In *Think Bayes*, Downey introduces a framework for Bayesian statistics. Basically, it consists of

* your hypotheses (called the *suite* in the book),
* the probability for each hypotheses to be true (the *pmf*),
* methods for updating those probabilities.

The approach in the book is nice, because it provides a consistent structure that allows you to focus on each part of the modeling (semi-)separately, while still allowing each component to be represented in a way that is natural for the problem. That said, I'll not replicate the whole framework. Rather, I'll re-implement each piece ad hoc for each problem.

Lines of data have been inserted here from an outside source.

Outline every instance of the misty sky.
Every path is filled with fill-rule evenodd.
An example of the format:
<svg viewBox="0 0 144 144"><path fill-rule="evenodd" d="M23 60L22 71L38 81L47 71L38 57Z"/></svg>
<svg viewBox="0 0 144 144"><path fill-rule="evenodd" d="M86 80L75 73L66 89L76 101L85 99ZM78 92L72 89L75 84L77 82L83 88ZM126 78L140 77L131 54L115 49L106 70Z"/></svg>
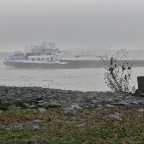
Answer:
<svg viewBox="0 0 144 144"><path fill-rule="evenodd" d="M144 49L144 0L0 0L0 51Z"/></svg>

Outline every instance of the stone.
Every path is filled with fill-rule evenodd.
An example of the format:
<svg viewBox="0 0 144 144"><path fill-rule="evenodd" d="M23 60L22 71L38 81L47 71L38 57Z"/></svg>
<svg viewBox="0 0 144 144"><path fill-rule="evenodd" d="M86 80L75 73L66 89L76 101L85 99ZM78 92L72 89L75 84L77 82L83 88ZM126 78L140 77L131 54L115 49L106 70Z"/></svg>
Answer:
<svg viewBox="0 0 144 144"><path fill-rule="evenodd" d="M138 109L138 112L144 112L143 108Z"/></svg>
<svg viewBox="0 0 144 144"><path fill-rule="evenodd" d="M121 100L120 102L113 103L113 104L118 106L129 106L129 103L124 100Z"/></svg>
<svg viewBox="0 0 144 144"><path fill-rule="evenodd" d="M119 113L114 112L113 114L109 114L107 116L104 117L106 120L122 120L121 116Z"/></svg>
<svg viewBox="0 0 144 144"><path fill-rule="evenodd" d="M40 125L40 124L42 124L42 120L39 119L27 122L27 125L29 126Z"/></svg>
<svg viewBox="0 0 144 144"><path fill-rule="evenodd" d="M19 130L22 130L22 129L23 129L22 125L14 126L14 127L11 128L12 131L19 131Z"/></svg>
<svg viewBox="0 0 144 144"><path fill-rule="evenodd" d="M40 126L39 126L39 125L32 125L32 128L33 128L34 130L37 130L37 129L40 128Z"/></svg>

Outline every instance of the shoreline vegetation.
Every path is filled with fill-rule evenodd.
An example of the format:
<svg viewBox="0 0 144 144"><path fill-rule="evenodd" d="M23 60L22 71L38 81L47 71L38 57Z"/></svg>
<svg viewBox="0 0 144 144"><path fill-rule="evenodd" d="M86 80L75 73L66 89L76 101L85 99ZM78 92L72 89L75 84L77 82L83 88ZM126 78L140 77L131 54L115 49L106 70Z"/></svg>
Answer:
<svg viewBox="0 0 144 144"><path fill-rule="evenodd" d="M144 143L144 97L0 86L1 144Z"/></svg>

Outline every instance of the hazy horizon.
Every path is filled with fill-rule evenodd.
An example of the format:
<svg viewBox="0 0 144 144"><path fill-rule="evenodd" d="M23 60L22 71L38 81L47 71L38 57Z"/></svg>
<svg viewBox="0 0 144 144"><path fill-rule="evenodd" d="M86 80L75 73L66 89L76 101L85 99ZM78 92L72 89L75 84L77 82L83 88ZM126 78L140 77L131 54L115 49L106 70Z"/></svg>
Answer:
<svg viewBox="0 0 144 144"><path fill-rule="evenodd" d="M0 51L144 49L143 0L0 0Z"/></svg>

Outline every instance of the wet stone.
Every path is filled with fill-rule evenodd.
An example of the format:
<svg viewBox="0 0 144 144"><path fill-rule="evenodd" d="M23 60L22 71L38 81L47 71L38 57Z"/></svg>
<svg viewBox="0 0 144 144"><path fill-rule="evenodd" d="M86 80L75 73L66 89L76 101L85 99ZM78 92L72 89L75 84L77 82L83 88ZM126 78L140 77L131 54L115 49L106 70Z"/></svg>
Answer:
<svg viewBox="0 0 144 144"><path fill-rule="evenodd" d="M22 125L14 126L14 127L11 128L12 131L19 131L19 130L22 130L22 129L23 129Z"/></svg>

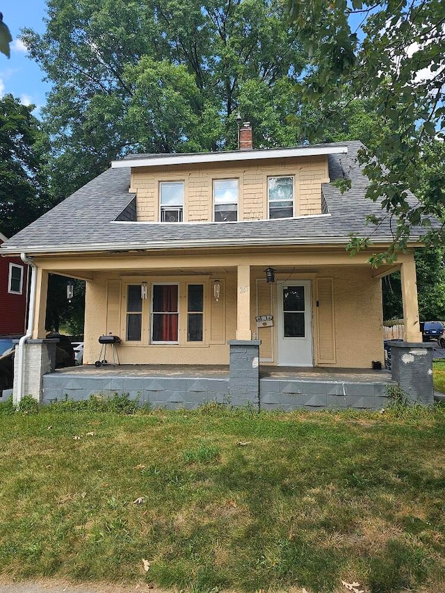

Just as a reminder, Bayes theorem says $P\left(A | B\right) = \frac{P\left(B | A\right) P\left(A\right)}{P\left(B\right)}$.

## The M&M problem

Found on pages 6-7 and 16-17 of *Think Bayes*.

In [147]:
mnm.colors  <- c("brown", "yellow", "red", "green", "orange", "tan", "blue")
mix.94 <- c(30, 20, 20, 10, 10, 10, 0)
mix.96 <- c(13, 14, 13, 20, 16, 0, 24)

## a hypothesis is definied as a dataframe of possibilites
## the rows are the colors, and the columns are the proportion of that color in the bags
df.hypo1  <- data.frame(row.names = mnm.colors, 
                        bag.1 = mix.94, 
                        bag.2 = mix.96)

df.hypo2  <- data.frame(row.names = mnm.colors, 
                        bag.1 = mix.96, 
                        bag.2 = mix.94)

## take a hypothesis data frame and normalize each column
NormalizeHypothesis  <- function(df.hypo, columns = NULL) {
    if (is.null(columns)) {
        columns  <- colnames(df.hypo)
        }
    for (column in columns){
        df.hypo[, column]  <- df.hypo[, column] / sum(df.hypo[, column])
    }
    return(df.hypo)
}

df.hypo1  <- NormalizeHypothesis(df.hypo1)
df.hypo2  <- NormalizeHypothesis(df.hypo2)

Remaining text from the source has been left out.